While every effort has been taken to ensure accuracy, I haven't checked every single piece of saved data, so use at your own risk.

Setup

Install python requirements using pipenv with:

pipenv install

The four steps

From scraping the data through to deploying on Zeit.co.

1. Fetching the JSON data

The JSON data is included here, so this step isn't required, but to re-fetch it, or start from scratch:

python scrape_members.py

Add the --verbose flag to see more debug output:

python scrape_members.py --verbose

You can also fetch an individual member's data if you know their numeric ID (useful for debugging):

python scrape_members.py --id=292

That won't update any of the "list" JSON files, only the member's individual file.

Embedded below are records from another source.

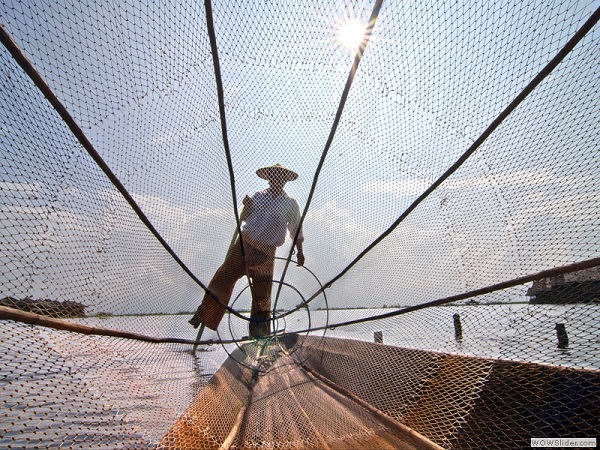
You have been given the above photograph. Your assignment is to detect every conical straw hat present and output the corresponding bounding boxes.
[256,163,298,181]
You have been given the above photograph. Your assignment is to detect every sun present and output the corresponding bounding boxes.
[316,6,375,60]
[335,18,367,54]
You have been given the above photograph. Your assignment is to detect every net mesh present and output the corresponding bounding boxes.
[1,0,599,448]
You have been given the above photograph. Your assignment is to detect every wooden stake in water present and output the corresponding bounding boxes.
[453,313,463,341]
[555,323,568,349]
[374,331,383,344]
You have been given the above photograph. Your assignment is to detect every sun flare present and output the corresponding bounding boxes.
[335,18,367,53]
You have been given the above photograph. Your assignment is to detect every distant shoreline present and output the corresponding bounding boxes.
[88,301,538,318]
[4,300,591,319]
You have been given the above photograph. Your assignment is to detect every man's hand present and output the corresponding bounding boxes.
[295,242,305,267]
[241,195,253,221]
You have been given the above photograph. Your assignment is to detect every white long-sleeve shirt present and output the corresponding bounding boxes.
[242,189,304,247]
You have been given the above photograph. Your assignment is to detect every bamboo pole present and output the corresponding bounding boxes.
[192,324,205,354]
[302,363,446,450]
[0,305,244,346]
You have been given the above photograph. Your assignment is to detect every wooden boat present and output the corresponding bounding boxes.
[1,0,599,448]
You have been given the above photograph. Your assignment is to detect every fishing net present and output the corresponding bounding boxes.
[1,0,599,448]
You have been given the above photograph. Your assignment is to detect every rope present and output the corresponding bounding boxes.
[2,257,596,346]
[0,24,248,324]
[2,4,597,340]
[297,5,600,310]
[203,0,250,279]
[273,0,385,311]
[0,305,244,346]
[201,0,258,327]
[296,257,600,332]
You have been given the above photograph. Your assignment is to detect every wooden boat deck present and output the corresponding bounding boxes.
[159,341,440,450]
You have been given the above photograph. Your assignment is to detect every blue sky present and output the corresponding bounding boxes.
[1,0,599,319]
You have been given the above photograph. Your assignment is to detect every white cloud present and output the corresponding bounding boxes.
[363,178,433,195]
[363,168,598,198]
[306,200,378,240]
[0,180,43,195]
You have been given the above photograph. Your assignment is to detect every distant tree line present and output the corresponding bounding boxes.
[0,296,87,318]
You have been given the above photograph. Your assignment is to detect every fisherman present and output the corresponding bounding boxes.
[189,164,305,338]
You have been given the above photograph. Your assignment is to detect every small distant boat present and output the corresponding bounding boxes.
[527,267,600,304]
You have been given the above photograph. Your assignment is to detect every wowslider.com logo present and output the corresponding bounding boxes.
[531,438,596,448]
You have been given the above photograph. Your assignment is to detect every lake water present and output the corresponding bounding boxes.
[1,304,599,448]
[74,303,600,369]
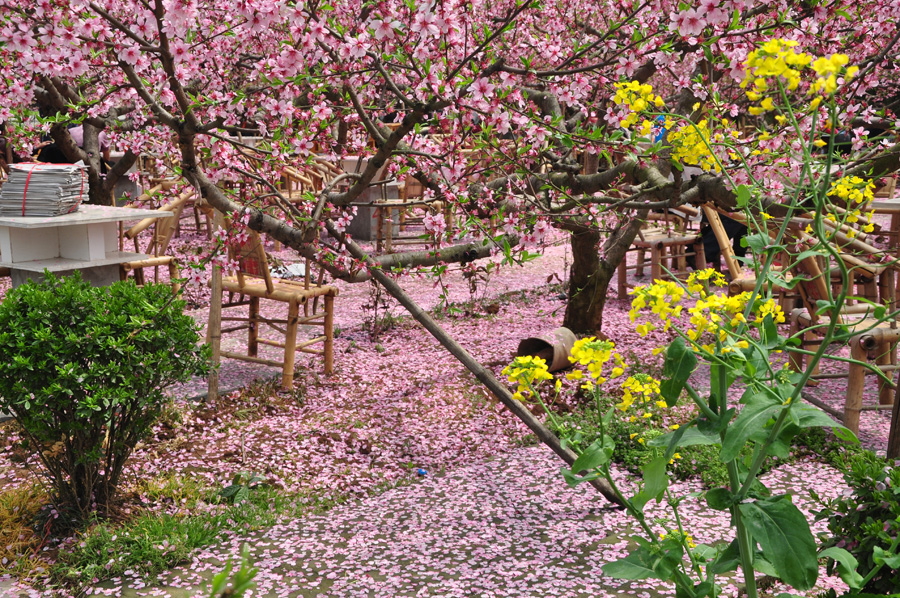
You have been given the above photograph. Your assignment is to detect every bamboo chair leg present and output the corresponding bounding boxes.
[650,247,662,281]
[618,259,628,299]
[880,270,896,313]
[282,301,300,389]
[169,262,181,295]
[324,295,334,375]
[805,330,821,380]
[385,206,393,253]
[248,296,260,357]
[878,341,896,406]
[676,247,687,273]
[888,375,900,459]
[788,317,803,372]
[845,341,868,434]
[376,208,385,253]
[694,240,706,270]
[863,279,878,302]
[636,249,645,277]
[444,206,452,233]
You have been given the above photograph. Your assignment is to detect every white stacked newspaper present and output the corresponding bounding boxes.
[0,163,87,216]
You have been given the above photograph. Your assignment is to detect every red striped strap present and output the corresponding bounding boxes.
[70,167,85,213]
[21,164,37,216]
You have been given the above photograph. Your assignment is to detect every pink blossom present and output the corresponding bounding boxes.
[671,9,706,37]
[118,45,141,65]
[371,19,399,41]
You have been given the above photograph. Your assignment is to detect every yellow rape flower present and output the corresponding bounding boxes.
[502,355,554,399]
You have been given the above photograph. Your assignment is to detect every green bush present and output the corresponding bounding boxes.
[0,273,209,519]
[814,451,900,595]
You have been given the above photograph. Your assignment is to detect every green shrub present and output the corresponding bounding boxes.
[0,273,209,519]
[814,450,900,595]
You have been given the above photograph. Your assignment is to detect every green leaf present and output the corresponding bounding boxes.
[710,539,741,574]
[761,315,781,348]
[691,544,718,562]
[603,552,657,580]
[873,545,900,568]
[632,456,669,512]
[790,403,852,435]
[720,400,779,462]
[705,487,734,511]
[603,540,679,581]
[755,556,779,578]
[560,467,600,488]
[820,547,864,589]
[735,184,752,208]
[571,436,614,474]
[648,426,719,449]
[738,496,818,590]
[741,233,770,254]
[833,425,861,444]
[660,337,697,407]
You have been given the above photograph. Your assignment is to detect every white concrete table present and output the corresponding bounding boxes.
[0,204,172,287]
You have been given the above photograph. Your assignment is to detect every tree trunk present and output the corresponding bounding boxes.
[563,228,612,333]
[562,212,648,334]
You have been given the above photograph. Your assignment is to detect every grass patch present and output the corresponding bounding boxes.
[0,484,50,579]
[50,484,331,590]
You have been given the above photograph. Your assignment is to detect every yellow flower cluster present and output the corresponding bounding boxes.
[667,120,721,173]
[618,373,662,412]
[686,268,727,297]
[755,298,786,325]
[629,280,685,336]
[686,292,786,353]
[743,39,811,100]
[502,355,553,401]
[567,337,627,386]
[810,54,858,95]
[742,38,858,109]
[612,81,665,128]
[828,175,875,206]
[659,530,697,549]
[687,292,750,343]
[825,175,876,238]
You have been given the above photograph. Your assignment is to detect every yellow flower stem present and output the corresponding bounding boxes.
[712,359,758,598]
[667,489,707,582]
[598,462,659,541]
[524,379,561,431]
[683,381,720,421]
[727,79,813,384]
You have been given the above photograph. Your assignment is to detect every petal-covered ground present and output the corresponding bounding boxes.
[0,223,892,597]
[82,451,849,598]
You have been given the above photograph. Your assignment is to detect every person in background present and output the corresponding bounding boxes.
[67,124,111,166]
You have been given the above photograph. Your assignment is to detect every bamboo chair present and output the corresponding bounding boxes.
[617,206,705,298]
[875,173,898,199]
[119,189,191,293]
[375,175,451,253]
[789,287,899,436]
[208,218,337,389]
[785,240,900,437]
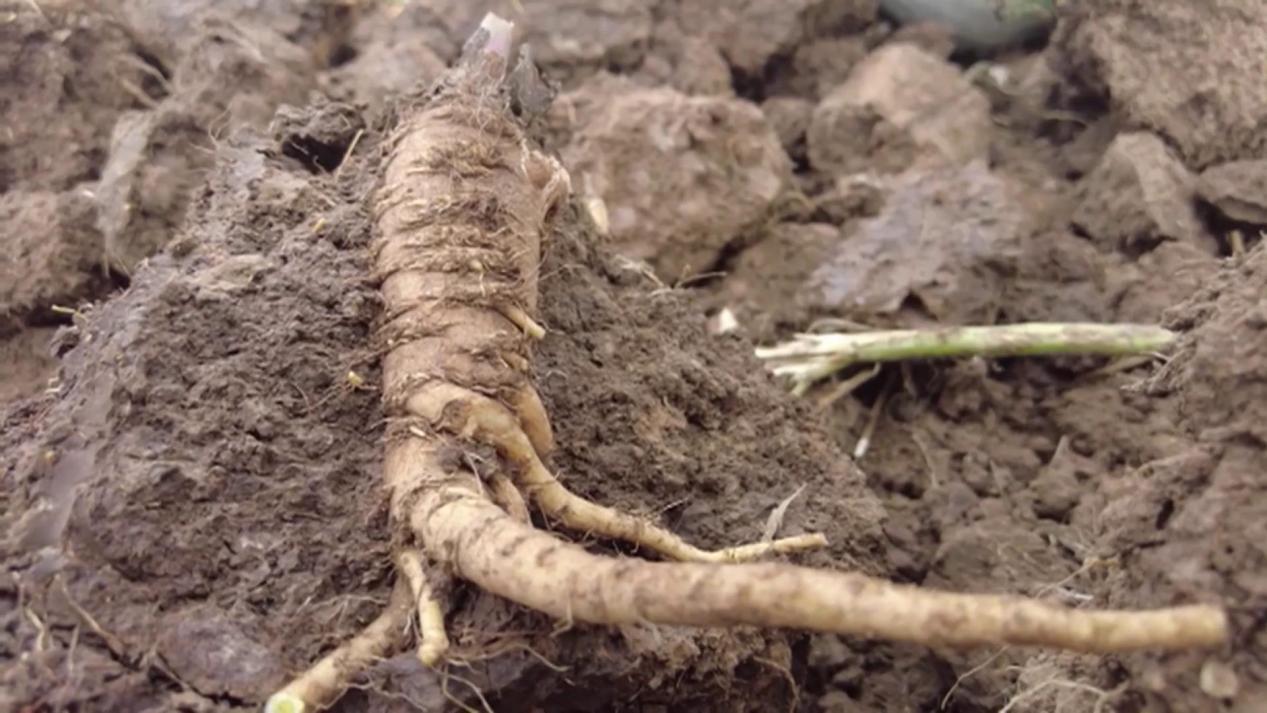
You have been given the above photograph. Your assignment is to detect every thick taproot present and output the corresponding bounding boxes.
[393,431,1229,654]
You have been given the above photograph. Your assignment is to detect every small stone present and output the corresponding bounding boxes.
[818,691,870,713]
[1199,659,1240,699]
[560,82,792,279]
[808,633,852,670]
[807,43,991,176]
[813,174,885,224]
[584,194,610,237]
[713,223,840,341]
[780,37,870,99]
[803,161,1023,325]
[1072,132,1210,254]
[1030,462,1082,521]
[675,0,877,75]
[886,20,956,59]
[637,24,734,97]
[1198,159,1267,226]
[761,96,815,163]
[0,190,104,329]
[1052,0,1267,168]
[711,307,740,335]
[158,607,283,700]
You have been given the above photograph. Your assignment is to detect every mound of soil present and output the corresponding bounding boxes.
[0,97,892,713]
[4,1,1266,711]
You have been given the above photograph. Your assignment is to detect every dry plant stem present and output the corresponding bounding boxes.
[756,323,1177,391]
[402,459,1229,654]
[265,579,413,713]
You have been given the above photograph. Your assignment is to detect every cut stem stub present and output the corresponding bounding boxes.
[755,323,1177,393]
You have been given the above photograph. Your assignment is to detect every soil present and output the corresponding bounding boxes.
[2,1,1264,712]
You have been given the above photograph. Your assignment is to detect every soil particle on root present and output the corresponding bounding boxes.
[807,43,992,177]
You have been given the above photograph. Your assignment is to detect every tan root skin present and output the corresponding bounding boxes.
[266,580,412,713]
[266,13,1229,713]
[403,452,1228,654]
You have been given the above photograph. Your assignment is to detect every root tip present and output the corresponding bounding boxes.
[419,638,449,667]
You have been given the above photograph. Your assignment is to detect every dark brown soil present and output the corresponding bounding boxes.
[2,1,1264,711]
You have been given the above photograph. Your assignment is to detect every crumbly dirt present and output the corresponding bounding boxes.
[554,75,794,281]
[2,0,1265,711]
[1050,0,1267,170]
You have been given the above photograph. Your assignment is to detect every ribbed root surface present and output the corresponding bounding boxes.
[412,472,1227,654]
[407,380,829,564]
[269,433,1228,713]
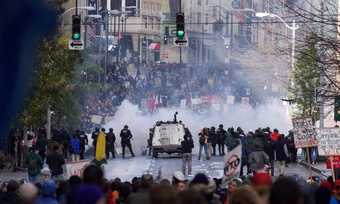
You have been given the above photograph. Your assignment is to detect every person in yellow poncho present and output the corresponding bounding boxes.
[95,128,106,162]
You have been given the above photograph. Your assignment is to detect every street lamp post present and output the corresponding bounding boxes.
[255,12,299,72]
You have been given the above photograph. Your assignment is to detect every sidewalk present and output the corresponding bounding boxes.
[299,160,332,178]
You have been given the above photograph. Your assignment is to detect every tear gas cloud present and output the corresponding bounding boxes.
[104,99,292,154]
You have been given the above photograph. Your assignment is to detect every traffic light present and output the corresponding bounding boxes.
[72,15,81,41]
[176,12,185,40]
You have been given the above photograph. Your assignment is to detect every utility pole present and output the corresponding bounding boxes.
[319,1,325,129]
[117,15,121,64]
[104,11,109,81]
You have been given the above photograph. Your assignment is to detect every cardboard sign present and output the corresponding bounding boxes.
[224,144,242,180]
[63,160,90,179]
[317,128,340,156]
[292,117,318,148]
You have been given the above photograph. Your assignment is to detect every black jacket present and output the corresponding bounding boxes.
[274,140,287,161]
[0,192,18,204]
[181,139,194,153]
[216,128,227,144]
[208,130,217,144]
[46,153,65,176]
[263,140,274,161]
[120,129,133,144]
[106,132,116,146]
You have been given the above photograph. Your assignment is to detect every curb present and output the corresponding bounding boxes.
[298,161,328,178]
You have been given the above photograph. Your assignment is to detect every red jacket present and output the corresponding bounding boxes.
[271,132,280,142]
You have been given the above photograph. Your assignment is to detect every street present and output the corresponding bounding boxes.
[104,155,319,181]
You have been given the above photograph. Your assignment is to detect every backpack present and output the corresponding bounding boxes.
[199,135,206,144]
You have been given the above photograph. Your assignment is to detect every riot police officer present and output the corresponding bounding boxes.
[209,126,217,156]
[120,125,135,158]
[216,124,226,156]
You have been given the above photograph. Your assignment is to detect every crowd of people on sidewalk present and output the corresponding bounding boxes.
[1,162,340,204]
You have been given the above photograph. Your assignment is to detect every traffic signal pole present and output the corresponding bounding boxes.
[76,0,78,15]
[179,0,182,64]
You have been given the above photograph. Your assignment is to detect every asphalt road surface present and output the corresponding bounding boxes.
[0,155,321,182]
[104,154,318,181]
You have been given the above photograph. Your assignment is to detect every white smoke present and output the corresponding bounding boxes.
[104,99,292,154]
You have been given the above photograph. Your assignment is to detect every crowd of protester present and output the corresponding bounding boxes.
[4,128,88,172]
[200,126,297,175]
[1,163,340,204]
[81,63,257,131]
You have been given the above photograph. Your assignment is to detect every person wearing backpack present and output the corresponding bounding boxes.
[69,134,81,161]
[198,128,209,160]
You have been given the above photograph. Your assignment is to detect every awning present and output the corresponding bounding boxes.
[148,42,160,50]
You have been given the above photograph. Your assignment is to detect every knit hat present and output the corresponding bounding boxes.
[173,171,186,182]
[229,177,243,187]
[191,173,209,185]
[41,180,57,197]
[75,184,104,204]
[251,172,272,186]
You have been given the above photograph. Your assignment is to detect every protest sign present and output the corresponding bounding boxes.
[63,160,90,179]
[224,144,242,180]
[292,117,318,148]
[317,128,340,156]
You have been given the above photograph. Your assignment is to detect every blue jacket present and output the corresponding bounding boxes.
[70,137,81,154]
[35,196,58,204]
[330,197,340,204]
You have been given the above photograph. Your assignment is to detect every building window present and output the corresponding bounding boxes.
[111,0,122,11]
[198,0,201,6]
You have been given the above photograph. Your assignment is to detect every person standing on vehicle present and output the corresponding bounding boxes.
[181,134,194,176]
[198,128,209,160]
[209,126,217,156]
[106,128,116,159]
[120,125,135,158]
[216,124,227,156]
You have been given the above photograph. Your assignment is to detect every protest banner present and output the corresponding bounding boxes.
[224,144,242,180]
[63,160,90,179]
[292,117,318,148]
[317,128,340,156]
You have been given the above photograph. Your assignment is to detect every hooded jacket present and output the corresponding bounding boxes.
[26,152,43,176]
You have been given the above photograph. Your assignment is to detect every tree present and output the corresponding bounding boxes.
[19,37,81,129]
[290,33,320,121]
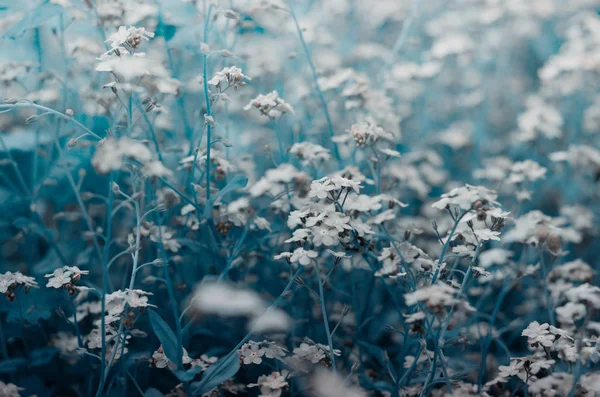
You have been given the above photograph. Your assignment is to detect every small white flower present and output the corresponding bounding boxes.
[244,91,294,119]
[105,26,154,50]
[290,248,318,266]
[308,179,336,200]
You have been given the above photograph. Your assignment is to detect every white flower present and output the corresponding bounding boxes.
[244,91,294,119]
[323,212,351,232]
[308,179,336,199]
[516,96,563,142]
[312,227,339,247]
[45,268,74,289]
[92,138,153,174]
[142,161,173,178]
[474,228,501,242]
[239,341,265,365]
[0,271,38,298]
[290,248,318,266]
[329,175,362,193]
[152,346,192,370]
[309,370,366,397]
[529,358,555,375]
[289,142,331,166]
[191,282,266,317]
[248,370,289,397]
[208,66,250,89]
[349,118,393,147]
[0,381,24,397]
[556,302,587,325]
[105,26,154,50]
[565,283,600,309]
[285,229,310,243]
[432,184,498,211]
[521,321,556,347]
[404,283,458,311]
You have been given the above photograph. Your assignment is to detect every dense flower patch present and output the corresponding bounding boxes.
[0,0,599,396]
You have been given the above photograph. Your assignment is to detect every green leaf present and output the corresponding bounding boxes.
[191,353,240,396]
[0,358,27,373]
[203,175,248,218]
[148,310,179,367]
[173,365,203,382]
[143,388,164,397]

See below for more information about what the JSON files contain.

2. Creating an SQLite database

Assuming all the JSON files are present, you can create an SQLite database by running this command, passing in the name of the database file to create:

python convert_json_to_sqlite.py colmem.db

You should be able to run it multiple times without things breaking.

The database should be called colmem.db for use with the Datasette metadata file in step 3.

3. Browse the database with Datasette

Assuming you have an SQLite database from step 2, then run this command:

datasette colmem.db --metadata datasette_metadata.json

You should now be able to visit http://127.0.0.1:8001 in your browser.

4. Deploying

Previously we published tthis using Zeit.co but they have changed things with their v2 and we no longer use that.

See the datasette documentation about publishing for some options.

Glitch

Currently I'm publishing this on Glitch, which I did like this:

  1. Create an account on Glitch.

  2. Create a new project (I think you have to choose one of their pre-built basic structures; do that and delete all the files).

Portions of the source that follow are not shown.